More than nine in 10 (91%) US respondents would engage in healthier behaviours if they were rewarded, according to research by Welltok and the National Business Group on Health (NBGH).
The Whispers from the water cooler: what motivates employees to improve their health and wellbeing report, which surveyed 1,003 full-time US employees working for large organisations, also found that 60% of respondents agree or strongly agree that including family in workplace health and wellbeing programmes would increase participation.
The research also found:
- 60% of respondents aged between 18 and 34 think employers should be involved in supporting employees’ financial health.
- 53% of respondents see their employer as having a role in helping them to stop unhealthy behaviours or manage financial issues.
- 86% of respondents are motivated by colleagues to improve their overall health and wellbeing at work, and 57% name their direct manager as a key motivating factor.
- Less than half (48%) of respondents have taken part in a physical health programme at work, and less than a quarter (24%) have participated in a programme focusing on emotional health.
- 63% of respondents in households earning less than $50,000 want their employer to play a role in supporting their financial wellbeing, compared to 44% of respondents earning $200,000 or more.
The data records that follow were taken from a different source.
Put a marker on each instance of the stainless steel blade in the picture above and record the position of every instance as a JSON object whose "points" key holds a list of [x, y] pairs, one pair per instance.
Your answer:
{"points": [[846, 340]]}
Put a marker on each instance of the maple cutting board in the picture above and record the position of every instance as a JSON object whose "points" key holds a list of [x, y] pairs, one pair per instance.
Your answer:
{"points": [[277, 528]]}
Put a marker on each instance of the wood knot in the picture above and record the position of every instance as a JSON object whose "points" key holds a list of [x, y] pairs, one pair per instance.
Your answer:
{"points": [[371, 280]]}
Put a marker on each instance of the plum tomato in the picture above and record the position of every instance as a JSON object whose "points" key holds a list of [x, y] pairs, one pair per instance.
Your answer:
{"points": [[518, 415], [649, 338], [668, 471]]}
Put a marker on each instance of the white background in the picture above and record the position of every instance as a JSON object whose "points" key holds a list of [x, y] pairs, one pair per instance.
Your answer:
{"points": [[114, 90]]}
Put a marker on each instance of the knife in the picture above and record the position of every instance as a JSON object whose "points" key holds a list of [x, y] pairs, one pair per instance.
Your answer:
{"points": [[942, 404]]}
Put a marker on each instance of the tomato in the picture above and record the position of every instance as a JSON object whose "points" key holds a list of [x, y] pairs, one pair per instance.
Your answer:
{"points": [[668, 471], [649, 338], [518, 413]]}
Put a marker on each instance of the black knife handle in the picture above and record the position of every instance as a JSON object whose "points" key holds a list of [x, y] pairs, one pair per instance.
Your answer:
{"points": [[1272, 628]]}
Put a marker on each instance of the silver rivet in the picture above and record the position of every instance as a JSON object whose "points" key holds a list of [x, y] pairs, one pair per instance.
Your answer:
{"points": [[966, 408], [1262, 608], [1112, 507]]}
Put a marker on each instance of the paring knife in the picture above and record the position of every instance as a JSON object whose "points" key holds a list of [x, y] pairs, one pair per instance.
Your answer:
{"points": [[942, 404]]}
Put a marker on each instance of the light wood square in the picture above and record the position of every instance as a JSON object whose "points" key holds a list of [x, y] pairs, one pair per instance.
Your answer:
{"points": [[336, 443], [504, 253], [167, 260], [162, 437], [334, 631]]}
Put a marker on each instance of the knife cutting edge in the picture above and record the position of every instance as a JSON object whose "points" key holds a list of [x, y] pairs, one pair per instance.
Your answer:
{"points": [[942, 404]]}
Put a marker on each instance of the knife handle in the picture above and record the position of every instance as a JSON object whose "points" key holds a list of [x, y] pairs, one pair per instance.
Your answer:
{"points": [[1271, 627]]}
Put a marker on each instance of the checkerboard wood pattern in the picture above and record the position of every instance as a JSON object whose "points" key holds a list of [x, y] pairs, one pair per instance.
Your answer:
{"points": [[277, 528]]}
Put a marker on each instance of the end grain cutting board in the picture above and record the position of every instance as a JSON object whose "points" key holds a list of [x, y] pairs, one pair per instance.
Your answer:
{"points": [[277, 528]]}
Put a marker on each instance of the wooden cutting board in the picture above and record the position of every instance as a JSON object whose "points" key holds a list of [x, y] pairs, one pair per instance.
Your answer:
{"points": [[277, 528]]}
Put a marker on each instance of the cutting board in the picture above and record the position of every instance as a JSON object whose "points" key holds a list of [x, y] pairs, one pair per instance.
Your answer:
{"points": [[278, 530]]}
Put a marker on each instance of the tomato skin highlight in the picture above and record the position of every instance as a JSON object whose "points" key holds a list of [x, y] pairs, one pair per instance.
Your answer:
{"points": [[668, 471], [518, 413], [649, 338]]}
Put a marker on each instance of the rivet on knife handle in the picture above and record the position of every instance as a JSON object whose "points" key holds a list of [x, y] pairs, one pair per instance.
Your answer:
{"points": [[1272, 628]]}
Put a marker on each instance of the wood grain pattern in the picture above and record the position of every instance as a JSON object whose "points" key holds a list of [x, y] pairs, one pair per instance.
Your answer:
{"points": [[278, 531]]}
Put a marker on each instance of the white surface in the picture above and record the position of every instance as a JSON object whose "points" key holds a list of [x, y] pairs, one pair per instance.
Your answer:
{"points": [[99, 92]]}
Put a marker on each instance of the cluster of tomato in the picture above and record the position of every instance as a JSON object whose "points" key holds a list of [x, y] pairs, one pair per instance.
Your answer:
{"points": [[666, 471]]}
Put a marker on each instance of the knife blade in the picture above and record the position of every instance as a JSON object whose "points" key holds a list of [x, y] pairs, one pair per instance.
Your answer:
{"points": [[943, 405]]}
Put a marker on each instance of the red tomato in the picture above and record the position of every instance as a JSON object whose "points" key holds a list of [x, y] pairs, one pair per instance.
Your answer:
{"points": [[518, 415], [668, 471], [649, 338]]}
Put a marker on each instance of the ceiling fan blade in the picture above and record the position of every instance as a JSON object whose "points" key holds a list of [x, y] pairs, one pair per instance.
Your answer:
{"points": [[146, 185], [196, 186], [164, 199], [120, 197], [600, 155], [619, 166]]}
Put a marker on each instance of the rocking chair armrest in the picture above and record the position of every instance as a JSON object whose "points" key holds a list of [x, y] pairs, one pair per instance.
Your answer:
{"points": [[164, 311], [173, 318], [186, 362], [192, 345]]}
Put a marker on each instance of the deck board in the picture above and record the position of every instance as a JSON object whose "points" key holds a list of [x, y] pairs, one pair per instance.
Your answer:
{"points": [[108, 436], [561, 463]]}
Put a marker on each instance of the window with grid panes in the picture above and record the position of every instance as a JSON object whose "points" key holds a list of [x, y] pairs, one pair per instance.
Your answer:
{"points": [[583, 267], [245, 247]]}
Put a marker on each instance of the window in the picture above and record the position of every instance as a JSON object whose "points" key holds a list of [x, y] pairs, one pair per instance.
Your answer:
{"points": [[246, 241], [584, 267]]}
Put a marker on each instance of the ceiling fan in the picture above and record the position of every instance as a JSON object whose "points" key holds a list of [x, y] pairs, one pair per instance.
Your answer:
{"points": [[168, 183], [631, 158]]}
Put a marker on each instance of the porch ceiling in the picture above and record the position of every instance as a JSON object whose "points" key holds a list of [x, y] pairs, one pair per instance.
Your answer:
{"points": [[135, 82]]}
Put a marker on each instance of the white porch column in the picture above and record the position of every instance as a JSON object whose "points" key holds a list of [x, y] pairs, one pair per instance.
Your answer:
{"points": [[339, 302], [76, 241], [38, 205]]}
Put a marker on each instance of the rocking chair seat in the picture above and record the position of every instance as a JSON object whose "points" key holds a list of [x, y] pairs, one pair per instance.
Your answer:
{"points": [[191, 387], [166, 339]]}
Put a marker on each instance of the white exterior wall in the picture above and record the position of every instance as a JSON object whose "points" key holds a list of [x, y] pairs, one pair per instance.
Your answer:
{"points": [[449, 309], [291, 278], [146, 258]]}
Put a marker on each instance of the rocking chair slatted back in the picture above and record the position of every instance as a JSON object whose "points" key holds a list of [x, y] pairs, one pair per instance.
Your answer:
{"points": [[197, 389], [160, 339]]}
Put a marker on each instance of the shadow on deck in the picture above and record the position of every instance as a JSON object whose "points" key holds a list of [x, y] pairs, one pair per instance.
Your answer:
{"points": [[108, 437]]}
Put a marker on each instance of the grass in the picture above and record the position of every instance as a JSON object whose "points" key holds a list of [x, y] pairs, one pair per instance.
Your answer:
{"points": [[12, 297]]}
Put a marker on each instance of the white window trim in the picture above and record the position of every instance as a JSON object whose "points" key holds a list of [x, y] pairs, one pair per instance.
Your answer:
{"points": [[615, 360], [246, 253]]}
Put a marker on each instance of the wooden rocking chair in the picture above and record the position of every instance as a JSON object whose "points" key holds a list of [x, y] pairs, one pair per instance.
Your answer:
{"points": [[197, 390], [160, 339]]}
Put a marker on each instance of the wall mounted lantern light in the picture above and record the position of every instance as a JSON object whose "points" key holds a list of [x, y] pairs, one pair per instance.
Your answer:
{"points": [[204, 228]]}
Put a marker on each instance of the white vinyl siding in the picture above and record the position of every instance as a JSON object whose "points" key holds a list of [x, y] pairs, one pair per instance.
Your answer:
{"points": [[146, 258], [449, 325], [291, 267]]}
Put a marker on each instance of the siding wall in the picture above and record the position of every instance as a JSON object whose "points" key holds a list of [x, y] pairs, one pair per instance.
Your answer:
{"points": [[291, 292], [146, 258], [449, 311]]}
- 81% of respondents saw a positive impact on their physical wellbeing as a result of participating in a workplace health and wellbeing programme.
- Among respondents who have not participated in a workplace wellbeing programme, 37% did not find the programme relevant to them, and 20% did not know they had access to a health and wellbeing programme.
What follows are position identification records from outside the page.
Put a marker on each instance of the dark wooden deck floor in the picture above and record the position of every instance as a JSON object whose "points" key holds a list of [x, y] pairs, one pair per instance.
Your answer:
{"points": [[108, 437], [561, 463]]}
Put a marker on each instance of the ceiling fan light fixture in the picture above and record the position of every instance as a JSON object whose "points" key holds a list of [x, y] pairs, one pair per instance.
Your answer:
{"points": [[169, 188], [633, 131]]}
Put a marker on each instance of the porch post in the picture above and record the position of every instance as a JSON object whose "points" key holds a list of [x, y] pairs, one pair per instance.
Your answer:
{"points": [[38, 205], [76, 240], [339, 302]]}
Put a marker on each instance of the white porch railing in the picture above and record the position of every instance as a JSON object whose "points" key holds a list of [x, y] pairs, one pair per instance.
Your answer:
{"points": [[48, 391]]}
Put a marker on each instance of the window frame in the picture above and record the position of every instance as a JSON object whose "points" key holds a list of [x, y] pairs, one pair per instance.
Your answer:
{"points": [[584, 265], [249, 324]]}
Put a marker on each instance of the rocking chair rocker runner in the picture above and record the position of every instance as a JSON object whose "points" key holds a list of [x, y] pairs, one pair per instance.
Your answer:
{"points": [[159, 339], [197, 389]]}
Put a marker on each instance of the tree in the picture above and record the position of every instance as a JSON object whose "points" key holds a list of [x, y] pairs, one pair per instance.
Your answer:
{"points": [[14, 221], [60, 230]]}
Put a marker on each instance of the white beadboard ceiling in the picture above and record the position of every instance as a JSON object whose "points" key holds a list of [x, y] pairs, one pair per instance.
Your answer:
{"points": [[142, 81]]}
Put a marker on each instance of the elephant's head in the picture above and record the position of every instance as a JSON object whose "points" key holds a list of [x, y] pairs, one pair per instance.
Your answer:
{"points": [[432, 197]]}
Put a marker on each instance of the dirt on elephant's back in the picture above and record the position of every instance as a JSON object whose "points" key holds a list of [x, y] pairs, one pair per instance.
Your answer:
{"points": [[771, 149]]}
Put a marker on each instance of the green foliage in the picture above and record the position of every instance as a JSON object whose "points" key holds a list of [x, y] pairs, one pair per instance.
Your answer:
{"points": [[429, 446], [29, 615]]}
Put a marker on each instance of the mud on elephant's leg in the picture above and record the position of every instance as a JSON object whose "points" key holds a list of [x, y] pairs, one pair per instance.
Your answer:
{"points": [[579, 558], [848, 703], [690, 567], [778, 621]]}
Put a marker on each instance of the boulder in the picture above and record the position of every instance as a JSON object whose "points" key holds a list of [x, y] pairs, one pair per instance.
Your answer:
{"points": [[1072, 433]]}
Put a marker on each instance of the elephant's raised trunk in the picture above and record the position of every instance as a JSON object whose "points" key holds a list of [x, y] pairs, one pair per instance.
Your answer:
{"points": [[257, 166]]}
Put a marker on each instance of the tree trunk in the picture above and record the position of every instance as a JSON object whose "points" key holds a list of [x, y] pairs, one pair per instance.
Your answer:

Michelle Snyder, chief marketing officer at Welltok, said: “The majority of [organisations] providing health and wellbeing programmes can maximise the value of what they are offering, regardless of their current levels of employee participation.
“Clearly, not every group is motivated by the same drivers and there is room for all to grow. The findings confirm that employers must connect individuals with the right topics and content, as well as create the right support networks if they want to generate the highest possible return on investment.”